I’m a pretty big fan of myself. If a Stephen Altrogge fan club existed, I would be the first to join. And the truth is, I want others to be big fans as well. I want people to associate my name with great songs, great preaching, great blogs, and great books. When people hear me preach I want them to come away saying, “Never since the days of Charles Spurgeon have we heard someone preach with such authority!” I want my name to be mixed in with words like “incredible”, “life-changing”, and “steals your breath away”. Why? Because I’m really proud and want people to worship me instead of God.
Can you relate? Maybe it’s not books or blogs, but computers or basketball. You don’t want people to think you’re a great preacher, but you would love for them to think you’re an incredible project manager. Or mom. Or intelligent college student. Or great elementary school teacher. You get the point.

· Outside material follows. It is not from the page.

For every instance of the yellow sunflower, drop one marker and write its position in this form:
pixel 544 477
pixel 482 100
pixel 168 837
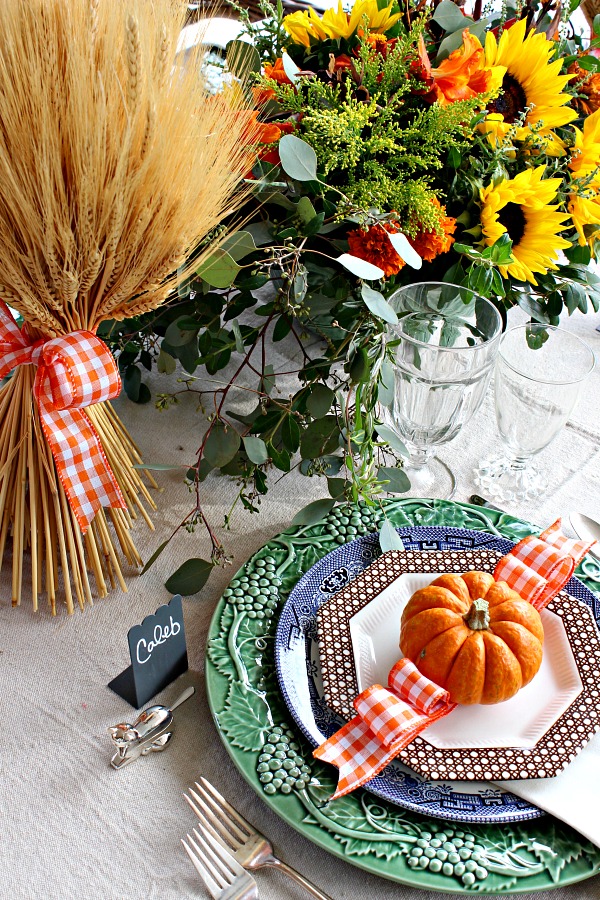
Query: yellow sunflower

When I see my pride it makes me sick. I want to have the attitude of Charles Spurgeon. Listen to these words from his autobiography:
While I was on the lower ground, riding in a hansom cab, I saw a light before me, and when I came near the hill, I marked that light gradually go up the hill, leaving a train of stars behind it. This line of new-born stars remained in the form of one lamp, and then another, and another. It reached from the foot of the hill to its summit. I did not see the lamplighter. I do not know his name, nor his age, nor his residence; but I saw the lights which he had kindled, and these remained when he himself had gone his way. As I rode along, I thought to myself, ‘How earnestly do I wish that my life may be spent in lighting one soul after another with the sacred flame of eternal life! I would myself be as much as possible unseen while at my work, and would vanish into eternal brilliance above when my work is done’
O let that be my attitude! That I might seek to serve God without any thought of personal glory. That I might set people aflame with love for God without ever being seen myself. That the glory of God would be my one, consuming obsession. I’m not there yet, but I want to be.
Lord humble me! You must increase, I must decrease.